Alors quoi, Chuck, paranoïaque ?

Le jeu de la diction est saisissant ; accélérations, ralentissements, vitesse de croisière (cruising) et vitesse de pointe se succèdent à tour de rôle dans une " mise en scène " très efficace.
Les vers sont coupés au moins en deux parties égales, séparées-articulées soit par un court silence ( signalé par un point, un tiret, ou une virgule - c'est le cas du premier vers du refrain et des vers 6, 9, 10, 13, 17, 22, 26, 28 ; dans le vers 22 les silences sont remplacés par de brefs et vifs accords de guitare), soit par une syllabe longue (c'est le cas du deuxième vers du refrain, où " me " est accentué, et des vers 1, 2, 5, et 21, où sont respectivement accentués les mots " hard ", " yeah ", " tryin' ", " been ") . On notera que la césure du vers 25 intervient à la huitième syllabe (sur douze). Seuls les vers 14 et 18 semblent forcer ce découpage, et à la limite peuvent être considérés comme prononcés d'une seule traite.
Soit la première moitié du vers ainsi découpé est chantée sur un rythme lent, et la suite s'accélère (vers 2, 6, 9), soit la première moitié du vers suit un rythme rapide, et la suite advient plus lentement (c'est le cas du deuxième vers du refrain, qui revient tous les quatre vers, et dans une moindre mesure du vers 25), soit les deux parties du vers sont prononcées plus ou moins à la même vitesse (c'est le cas du premier vers du refrain, espèce d'hexamètre qui revient sept fois, et des vers 1, 5, et 21, mais aussi des vers 10, 13, 17, 22, et 26, divisés en 4 pieds à peu près égaux, tous prononcés à la même vitesse ).

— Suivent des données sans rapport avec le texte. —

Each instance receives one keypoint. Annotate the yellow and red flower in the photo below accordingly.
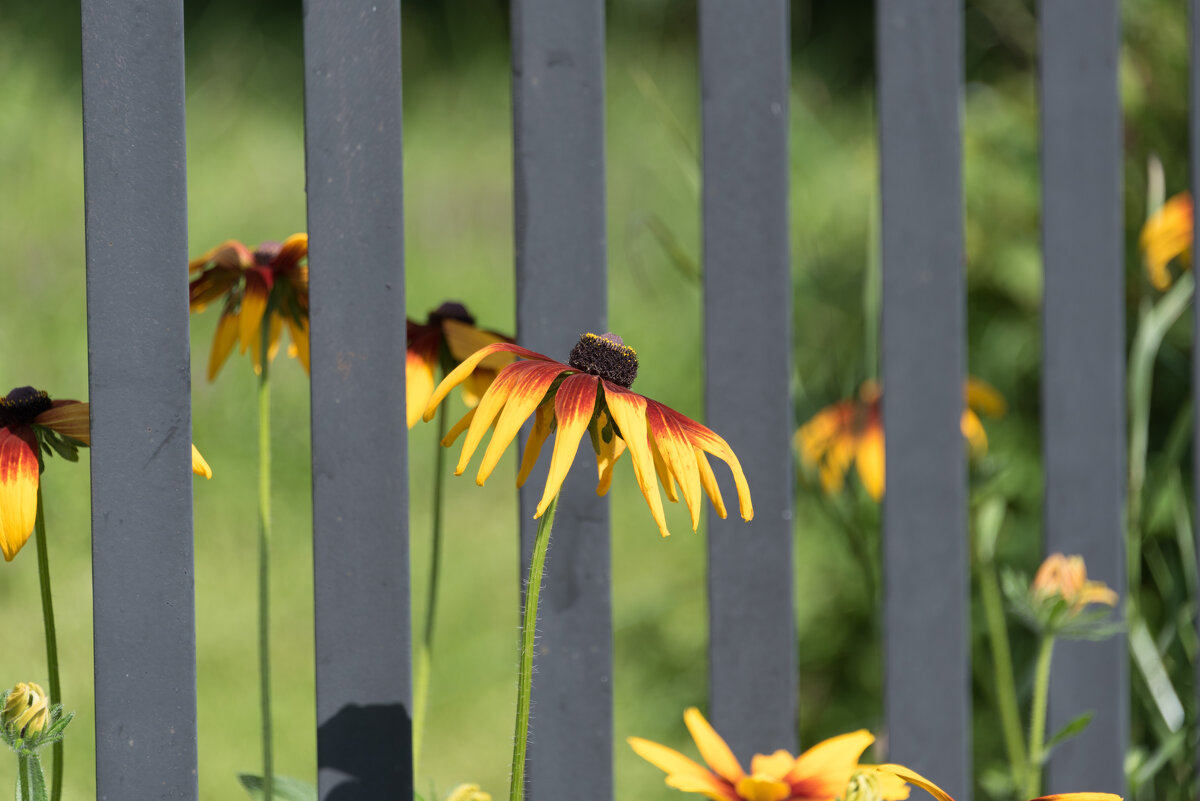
(447, 337)
(268, 285)
(1165, 236)
(913, 777)
(591, 393)
(852, 432)
(30, 425)
(823, 772)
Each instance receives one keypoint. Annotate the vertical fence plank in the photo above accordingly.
(359, 434)
(744, 84)
(562, 291)
(1084, 347)
(136, 211)
(924, 511)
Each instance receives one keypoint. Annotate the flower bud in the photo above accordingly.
(25, 711)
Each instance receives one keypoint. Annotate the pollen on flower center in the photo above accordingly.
(606, 356)
(22, 405)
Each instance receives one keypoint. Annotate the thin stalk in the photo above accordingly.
(1038, 716)
(52, 638)
(1002, 664)
(528, 632)
(425, 655)
(264, 573)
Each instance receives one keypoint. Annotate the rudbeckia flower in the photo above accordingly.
(591, 393)
(913, 777)
(823, 772)
(1167, 235)
(852, 432)
(448, 337)
(33, 423)
(268, 285)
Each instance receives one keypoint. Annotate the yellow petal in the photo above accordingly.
(712, 747)
(575, 403)
(199, 467)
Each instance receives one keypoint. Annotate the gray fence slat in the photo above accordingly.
(562, 290)
(925, 553)
(744, 83)
(1084, 359)
(359, 433)
(136, 210)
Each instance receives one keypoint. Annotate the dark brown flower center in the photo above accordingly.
(451, 311)
(606, 356)
(22, 405)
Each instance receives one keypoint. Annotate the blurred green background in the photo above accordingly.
(246, 181)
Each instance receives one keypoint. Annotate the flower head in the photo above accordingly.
(1165, 236)
(25, 711)
(591, 393)
(268, 285)
(852, 432)
(823, 772)
(31, 425)
(447, 337)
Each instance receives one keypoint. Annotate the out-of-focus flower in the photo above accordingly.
(268, 285)
(1066, 577)
(1165, 236)
(591, 392)
(913, 777)
(823, 772)
(445, 338)
(852, 432)
(25, 711)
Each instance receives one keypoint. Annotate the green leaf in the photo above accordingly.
(1069, 730)
(285, 788)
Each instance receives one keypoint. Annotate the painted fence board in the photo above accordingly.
(139, 385)
(744, 84)
(359, 433)
(927, 649)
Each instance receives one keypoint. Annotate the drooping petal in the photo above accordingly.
(67, 417)
(528, 390)
(913, 777)
(683, 774)
(712, 747)
(823, 771)
(223, 341)
(677, 451)
(575, 403)
(460, 373)
(18, 488)
(199, 467)
(628, 410)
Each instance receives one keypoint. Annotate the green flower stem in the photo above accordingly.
(425, 655)
(528, 631)
(1038, 717)
(52, 638)
(1002, 664)
(264, 572)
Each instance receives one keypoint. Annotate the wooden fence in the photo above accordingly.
(139, 385)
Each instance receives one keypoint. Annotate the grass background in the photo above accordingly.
(246, 181)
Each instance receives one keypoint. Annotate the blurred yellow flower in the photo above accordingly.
(25, 711)
(1168, 235)
(1066, 577)
(823, 772)
(852, 432)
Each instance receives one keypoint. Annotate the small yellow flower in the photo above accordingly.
(1066, 577)
(591, 393)
(823, 772)
(852, 432)
(25, 711)
(1165, 236)
(447, 337)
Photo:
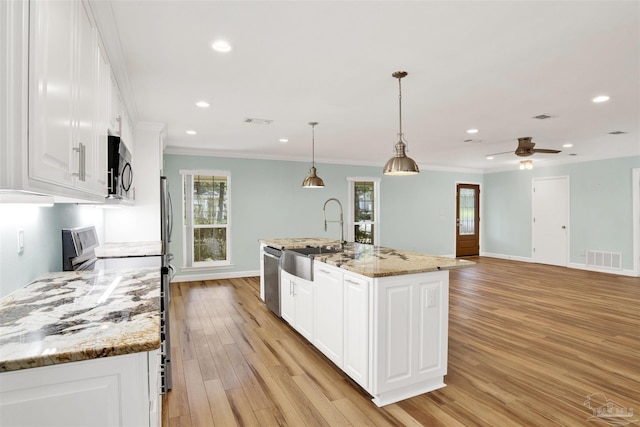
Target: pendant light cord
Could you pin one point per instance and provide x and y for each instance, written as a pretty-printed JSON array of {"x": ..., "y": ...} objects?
[
  {"x": 313, "y": 145},
  {"x": 400, "y": 106}
]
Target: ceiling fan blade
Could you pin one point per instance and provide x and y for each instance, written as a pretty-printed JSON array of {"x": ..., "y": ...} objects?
[
  {"x": 544, "y": 150},
  {"x": 495, "y": 154}
]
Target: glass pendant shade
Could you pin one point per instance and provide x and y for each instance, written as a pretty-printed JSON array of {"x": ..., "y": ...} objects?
[
  {"x": 313, "y": 180},
  {"x": 400, "y": 164}
]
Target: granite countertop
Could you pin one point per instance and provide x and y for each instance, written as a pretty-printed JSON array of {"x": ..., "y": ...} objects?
[
  {"x": 373, "y": 261},
  {"x": 80, "y": 315},
  {"x": 128, "y": 249}
]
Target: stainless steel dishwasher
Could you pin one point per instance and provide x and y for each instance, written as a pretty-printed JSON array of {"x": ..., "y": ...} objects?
[{"x": 272, "y": 278}]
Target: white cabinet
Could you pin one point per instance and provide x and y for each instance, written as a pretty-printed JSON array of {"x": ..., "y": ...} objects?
[
  {"x": 329, "y": 312},
  {"x": 59, "y": 93},
  {"x": 63, "y": 82},
  {"x": 296, "y": 303},
  {"x": 409, "y": 325},
  {"x": 110, "y": 391},
  {"x": 356, "y": 328}
]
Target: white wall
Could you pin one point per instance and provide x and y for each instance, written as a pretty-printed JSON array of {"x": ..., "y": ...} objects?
[{"x": 42, "y": 239}]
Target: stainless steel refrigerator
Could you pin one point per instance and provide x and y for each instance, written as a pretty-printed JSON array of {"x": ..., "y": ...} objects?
[{"x": 166, "y": 224}]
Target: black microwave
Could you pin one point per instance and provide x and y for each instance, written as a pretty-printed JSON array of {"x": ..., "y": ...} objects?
[{"x": 119, "y": 172}]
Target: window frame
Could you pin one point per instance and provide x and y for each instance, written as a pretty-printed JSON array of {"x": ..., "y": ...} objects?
[
  {"x": 188, "y": 227},
  {"x": 351, "y": 223}
]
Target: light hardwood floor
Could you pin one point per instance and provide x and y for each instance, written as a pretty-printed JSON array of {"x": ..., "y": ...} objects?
[{"x": 527, "y": 345}]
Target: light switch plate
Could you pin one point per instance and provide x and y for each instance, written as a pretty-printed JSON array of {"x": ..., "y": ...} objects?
[{"x": 20, "y": 240}]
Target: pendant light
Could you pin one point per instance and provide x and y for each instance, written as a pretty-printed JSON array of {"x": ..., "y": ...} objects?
[
  {"x": 400, "y": 164},
  {"x": 313, "y": 181}
]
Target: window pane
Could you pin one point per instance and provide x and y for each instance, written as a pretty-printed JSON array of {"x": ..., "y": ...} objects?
[
  {"x": 467, "y": 212},
  {"x": 364, "y": 201},
  {"x": 209, "y": 199},
  {"x": 364, "y": 233},
  {"x": 209, "y": 244}
]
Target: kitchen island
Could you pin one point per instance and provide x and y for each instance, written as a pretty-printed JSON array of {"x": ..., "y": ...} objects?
[
  {"x": 81, "y": 346},
  {"x": 379, "y": 314}
]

Si l'on fait exception du refrain, le tétramètre approximatif est donc la structure dominante (" approximatif ", car nous basons notre analyse sur la prononciation entendue réelle, toujours prête à prendre de grandes libertés avec la prononciation classique pour mieux coller au rythme rock'n'roll - The beat of the drum, loud and bold ; de plus, n'oublions pas qu'il s'agit d'une chanson relevant d'un style où la contrainte en général, étant toujours douloureusement vécue, est souvent pervertie, et dans le meilleur des cas plus singée que rationnellement intériorisée). Néanmoins ce type de tétramètre de Chicago donne au morceau régularité, circularité, tonicité, danse même, car y dominent en nombre des pieds de type trochaïque . Il confère également au vers ce côté heurté burlesque, cette démarche chaplinesque, cet aspect brinquebalant comique, montagne russe, car la voix marque exagérément longues et brèves comme dans une sorte de hoquet chanté. Et cette forme assez raffinée sert, comme il est bien entendu, à dire des horreurs.
Dans les vers 1, 5 et 21 de césure à l'hémistiche, de part et d'autre de celle-ci les mots sortent à vitesse constante de la bouche de Chuck, deux phrases aux rythmes symétriques. L'effet produit se distingue du précédent en ceci : on a l'impression de grimper et de dévaler les deux versants d'une seule et même montagne à vitesse constante, avec courte station au sommet - les consonnes schwing-gummées marquant la liquidation des accidents du relief par la vitesse de croisière. Rien ne semble pouvoir résister à l'assurance de ce robuste mouvement binaire, plus frustre que le précédent, qui emporte même le décompte des pieds dans sa combustion. On peut y voir l'expression pendulaire de cette fameuse opiniâtreté américaine capable de déplacer des montagnes par division du travail, ou de rêver qu'on peut le faire, ou au moins d'y balancer une bombe. On a l'impression qu'il dit : " j'ai le droit et le devoir de le faire - par Dieu, par ma conscience, par les mathématiques, par ma patrie, par intérêt personnel, par la méthode - donc je le fais et je le refais. " L'isochronie à l'oeuvre semble mettre en scène l'unité de base de la réflexion américaine d'en-bas dans sa répétition, elle définit la périodicité publique, celle-là même qu'il va s'agir d'essorer pour en faire sortir l'arnaque. Cette conception du temps est symbolisée de la sorte : un vers, deux phrases d'égales longueurs débitées fièrement à la même vitesse. C'est le temps du bon sens égaliseur, qui divise pour mieux régner. Nous aurons à revenir sur ce point de manière plus approfondie.
Le premier vers du refrain est une manière d'hexamètre fortement syncopé répétant deux fois la même expression (qui donne son titre à la chanson). On se figure à l'écoute un serpentin monté sur ressort qui jaillit de sa boite, ou un flipper qui klaxonne ironiquement une double rengaine, Try one more time, ou Tilt. Là, on a quitté la rocaille abolie des chemins parcourant les montagnes, on se déplace dans les airs entre leurs sommets, entre les trois pics, comme un aigle, d'un vol sinueux et brusque. Et pour bien montrer le caractère transcendant de ce vol en zigzag, on le répète deux fois à l'identique, deux fois la même expression. Métapsychique : 2 x 3 = 1 : l'Arnaque.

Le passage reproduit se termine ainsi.